Published August 12, 2015
3 Hazara men and on Sunni Pashtun man were killed. - AP/file
3 Hazara men and on Sunni Pashtun man were killed. - AP/file

KABUL: Unknown gunmen kidnapped 12 ethnic minority Hazaras from a car in Ghazni province of Afghanistan on Wednesday while four corpses were also recovered in the same province, officials said.

Tuesday's kidnappings in the province of Ghazni follow a spate of suicide bombings in Kabul last week and added to fears of an increase in sectarian violence as the Taliban's anti-government insurgency gathers pace.

Asadullah Ensafi, the deputy chief police of Ghazni province says that out of the four corpses recovered today three of the men belonged to the Hazara community and the other was a Sunni Pashtun.

"We are currently in contact with local elders. They will speak with the kidnappers to free our Hazara people," Mohammad Ali Ahmadi, a deputy governor of Ghazni, told Reuters.

Hazaras, an ethnic group belonging mainly to the Shia branch of Islam, were persecuted under the Taliban's hard-line Sunni Islamist rule, although sectarian violence has been rare since the end of the Taliban rule in 2001.

On Sunday, suspected Taliban fighters, seeking to re-establish their hard-line Islamist regime after it was toppled by US, led military intervention in 2001, and kidnapped four Hazaras while they were travelling from the Jaghori district to Ghazni.

"The Taliban kidnapped them from a car in the same way and later security forces found their bodies," Ahmadi said.

In February, masked gunmen kidnapped thirty Hazaras in the southern province of Zabul.
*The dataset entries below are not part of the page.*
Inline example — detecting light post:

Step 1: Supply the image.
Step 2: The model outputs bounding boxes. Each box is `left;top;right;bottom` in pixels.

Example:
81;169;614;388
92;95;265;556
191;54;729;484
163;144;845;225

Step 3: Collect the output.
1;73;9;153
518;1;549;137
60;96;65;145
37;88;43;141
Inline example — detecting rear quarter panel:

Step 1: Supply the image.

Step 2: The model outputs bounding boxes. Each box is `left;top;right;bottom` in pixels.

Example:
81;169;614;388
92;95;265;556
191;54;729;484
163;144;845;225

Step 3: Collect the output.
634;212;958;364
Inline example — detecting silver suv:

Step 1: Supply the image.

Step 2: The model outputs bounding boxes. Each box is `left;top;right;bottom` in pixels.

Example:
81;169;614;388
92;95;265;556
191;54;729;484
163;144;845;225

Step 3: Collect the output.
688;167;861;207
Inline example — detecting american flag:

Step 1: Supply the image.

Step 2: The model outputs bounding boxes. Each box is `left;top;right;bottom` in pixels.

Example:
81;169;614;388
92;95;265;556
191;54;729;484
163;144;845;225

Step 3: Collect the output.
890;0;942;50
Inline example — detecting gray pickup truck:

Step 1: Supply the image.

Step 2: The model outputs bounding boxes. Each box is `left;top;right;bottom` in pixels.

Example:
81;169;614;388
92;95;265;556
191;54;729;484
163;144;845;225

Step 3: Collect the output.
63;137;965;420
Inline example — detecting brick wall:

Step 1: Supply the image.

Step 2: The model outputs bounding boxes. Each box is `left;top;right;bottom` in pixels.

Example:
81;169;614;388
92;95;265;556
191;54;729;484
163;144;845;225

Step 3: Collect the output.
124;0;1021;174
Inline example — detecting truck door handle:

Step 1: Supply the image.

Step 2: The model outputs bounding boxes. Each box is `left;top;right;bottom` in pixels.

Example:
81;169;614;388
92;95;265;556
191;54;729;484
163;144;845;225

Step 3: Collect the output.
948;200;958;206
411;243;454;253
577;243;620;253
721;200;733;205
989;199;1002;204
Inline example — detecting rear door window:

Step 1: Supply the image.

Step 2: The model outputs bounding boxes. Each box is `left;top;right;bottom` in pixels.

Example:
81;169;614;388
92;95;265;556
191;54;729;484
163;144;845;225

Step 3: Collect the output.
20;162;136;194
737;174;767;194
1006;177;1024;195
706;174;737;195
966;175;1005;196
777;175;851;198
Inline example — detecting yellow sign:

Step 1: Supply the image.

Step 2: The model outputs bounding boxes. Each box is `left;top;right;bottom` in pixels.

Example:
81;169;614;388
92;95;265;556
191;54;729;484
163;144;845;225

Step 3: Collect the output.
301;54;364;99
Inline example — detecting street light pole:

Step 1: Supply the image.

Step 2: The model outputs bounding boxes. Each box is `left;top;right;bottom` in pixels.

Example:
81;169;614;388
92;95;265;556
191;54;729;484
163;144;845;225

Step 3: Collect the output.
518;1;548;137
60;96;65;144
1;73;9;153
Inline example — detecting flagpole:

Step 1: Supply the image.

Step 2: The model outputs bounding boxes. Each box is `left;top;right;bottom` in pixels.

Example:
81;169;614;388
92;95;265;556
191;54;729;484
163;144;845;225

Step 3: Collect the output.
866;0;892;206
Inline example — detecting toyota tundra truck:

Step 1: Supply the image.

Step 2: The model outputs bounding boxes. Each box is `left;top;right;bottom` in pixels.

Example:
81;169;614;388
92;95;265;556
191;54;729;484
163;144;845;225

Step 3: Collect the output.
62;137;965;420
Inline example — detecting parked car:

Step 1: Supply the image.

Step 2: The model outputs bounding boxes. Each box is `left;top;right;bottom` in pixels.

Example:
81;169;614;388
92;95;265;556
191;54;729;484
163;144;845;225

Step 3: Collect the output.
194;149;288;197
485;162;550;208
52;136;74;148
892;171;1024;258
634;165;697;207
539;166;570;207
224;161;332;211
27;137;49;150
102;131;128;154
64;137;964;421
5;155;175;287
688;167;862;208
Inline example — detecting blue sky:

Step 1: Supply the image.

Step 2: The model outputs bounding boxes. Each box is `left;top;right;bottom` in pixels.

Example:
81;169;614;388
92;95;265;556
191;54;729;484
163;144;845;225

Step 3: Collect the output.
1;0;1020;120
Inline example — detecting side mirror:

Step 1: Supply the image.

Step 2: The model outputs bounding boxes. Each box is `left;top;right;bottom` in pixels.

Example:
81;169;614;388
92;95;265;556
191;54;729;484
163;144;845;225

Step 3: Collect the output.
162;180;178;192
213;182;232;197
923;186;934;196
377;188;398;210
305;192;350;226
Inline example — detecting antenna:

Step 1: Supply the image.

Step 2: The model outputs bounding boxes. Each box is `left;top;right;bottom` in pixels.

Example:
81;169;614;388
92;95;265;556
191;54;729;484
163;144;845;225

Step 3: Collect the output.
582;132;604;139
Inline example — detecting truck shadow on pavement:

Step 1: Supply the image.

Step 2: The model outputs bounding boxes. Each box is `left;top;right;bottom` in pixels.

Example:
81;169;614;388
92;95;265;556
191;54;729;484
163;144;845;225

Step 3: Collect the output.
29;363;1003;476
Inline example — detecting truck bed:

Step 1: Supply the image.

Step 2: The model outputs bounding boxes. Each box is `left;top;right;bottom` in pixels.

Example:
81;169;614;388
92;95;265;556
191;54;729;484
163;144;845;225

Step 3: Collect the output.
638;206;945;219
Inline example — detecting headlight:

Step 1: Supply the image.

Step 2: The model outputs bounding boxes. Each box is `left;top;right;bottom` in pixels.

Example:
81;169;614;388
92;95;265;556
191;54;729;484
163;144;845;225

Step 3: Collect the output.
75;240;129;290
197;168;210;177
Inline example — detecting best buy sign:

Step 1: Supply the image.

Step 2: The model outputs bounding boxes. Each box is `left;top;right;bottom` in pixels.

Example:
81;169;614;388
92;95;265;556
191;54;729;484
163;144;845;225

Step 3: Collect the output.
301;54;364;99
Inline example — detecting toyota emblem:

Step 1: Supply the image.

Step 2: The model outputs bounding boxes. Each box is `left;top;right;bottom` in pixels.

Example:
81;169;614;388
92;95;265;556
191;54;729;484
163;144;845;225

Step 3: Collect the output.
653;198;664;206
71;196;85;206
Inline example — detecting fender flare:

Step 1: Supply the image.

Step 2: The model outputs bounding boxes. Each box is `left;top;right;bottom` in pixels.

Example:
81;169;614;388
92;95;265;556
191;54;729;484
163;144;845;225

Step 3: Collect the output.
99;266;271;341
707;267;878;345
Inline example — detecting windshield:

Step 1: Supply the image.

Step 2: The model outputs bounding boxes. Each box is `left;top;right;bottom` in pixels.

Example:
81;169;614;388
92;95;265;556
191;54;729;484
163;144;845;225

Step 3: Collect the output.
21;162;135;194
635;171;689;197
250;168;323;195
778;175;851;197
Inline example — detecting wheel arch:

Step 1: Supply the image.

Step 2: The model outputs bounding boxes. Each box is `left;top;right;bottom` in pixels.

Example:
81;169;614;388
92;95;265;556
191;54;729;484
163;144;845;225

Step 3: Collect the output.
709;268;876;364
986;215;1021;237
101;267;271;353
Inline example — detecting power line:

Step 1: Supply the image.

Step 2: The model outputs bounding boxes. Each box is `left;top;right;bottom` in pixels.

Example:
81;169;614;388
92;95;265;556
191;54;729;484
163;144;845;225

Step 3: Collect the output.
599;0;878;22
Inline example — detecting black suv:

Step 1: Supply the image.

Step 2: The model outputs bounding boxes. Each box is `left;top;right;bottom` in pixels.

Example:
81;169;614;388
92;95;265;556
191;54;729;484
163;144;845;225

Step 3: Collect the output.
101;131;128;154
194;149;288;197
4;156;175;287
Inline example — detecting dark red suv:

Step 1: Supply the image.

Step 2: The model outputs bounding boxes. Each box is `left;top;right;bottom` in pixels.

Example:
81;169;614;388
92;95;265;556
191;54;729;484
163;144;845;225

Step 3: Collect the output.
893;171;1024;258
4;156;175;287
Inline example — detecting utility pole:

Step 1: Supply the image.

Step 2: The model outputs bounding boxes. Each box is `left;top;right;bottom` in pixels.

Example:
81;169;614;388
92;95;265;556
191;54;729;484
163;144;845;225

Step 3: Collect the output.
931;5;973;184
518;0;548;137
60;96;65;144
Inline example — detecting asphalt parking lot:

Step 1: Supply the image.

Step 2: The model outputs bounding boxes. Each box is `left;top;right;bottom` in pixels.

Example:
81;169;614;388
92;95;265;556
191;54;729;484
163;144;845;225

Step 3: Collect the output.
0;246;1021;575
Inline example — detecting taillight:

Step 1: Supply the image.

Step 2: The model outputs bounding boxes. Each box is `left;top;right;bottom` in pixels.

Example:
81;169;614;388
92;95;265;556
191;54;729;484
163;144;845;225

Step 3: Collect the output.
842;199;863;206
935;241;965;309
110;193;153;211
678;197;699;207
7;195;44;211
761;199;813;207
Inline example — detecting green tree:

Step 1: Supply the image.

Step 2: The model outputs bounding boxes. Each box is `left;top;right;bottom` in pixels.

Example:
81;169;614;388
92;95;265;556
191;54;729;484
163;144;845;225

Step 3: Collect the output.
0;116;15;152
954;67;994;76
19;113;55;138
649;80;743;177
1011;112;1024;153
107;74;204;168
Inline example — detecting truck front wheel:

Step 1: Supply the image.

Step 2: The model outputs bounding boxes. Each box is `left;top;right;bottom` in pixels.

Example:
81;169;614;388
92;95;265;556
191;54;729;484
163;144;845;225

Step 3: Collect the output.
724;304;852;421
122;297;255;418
Nineteen were freed in May, two were killed and nine are still missing.

Read more: 30 Hazaras abducted in Afghanistan: officials

Last month, eleven Hazaras were kidnapped in northern Baghlan, which also has been plagued by militants since the Taliban stepped up their war against Kabul in April.

Read more: Hope fades away for Hazaras of Pakistan

Almost 5,000 civilians were killed or wounded in Afghanistan in the first half of the year, according to UN figures.